Study objectives: To calculate cost-effectiveness of scenarios concerning lung transplantation in the Netherlands.

Design: Microsimulation model predicting survival, quality of life, and costs with and without transplantation program, based on data of the Dutch lung transplantation program of 1990 to 1995.

Setting: Netherlands, University Hospital Groningen.

Patients: Included were 425 patients referred for lung transplantation, of whom 57 underwent transplantation.
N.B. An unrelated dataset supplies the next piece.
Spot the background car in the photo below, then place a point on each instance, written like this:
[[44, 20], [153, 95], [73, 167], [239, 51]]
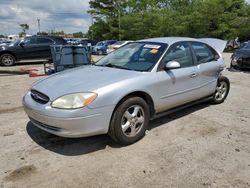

Intervention: Lung transplantation.

Results: For the baseline scenario, the costs per life-year gained are G 194,000 (G=Netherlands guilders) and the costs per quality-adjusted life-year (QALY) gained are G 167,000. Restricting patient inflow ("policy scenario") lowers the costs per life-year gained: G 172,000 (costs per QALY gained: G 144,000). The supply of more donor lungs could reduce the costs per life-year gained to G 159,000 (G 135,000 per QALY gained; G1=US$0.6, based on exchange rate at the time of the study).

Conclusions: Lung transplantation is an expensive but effective intervention: survival and quality of life improve substantially after transplantation. The costs per life-year gained are relatively high, compared with other interventions and other types of transplantation. Restricting the patient inflow and/or raising donor supply improves cost-effectiveness to some degree. Limiting the extent of inpatient screening or lower future costs of immunosuppressives may slightly improve the cost-effectiveness of the program.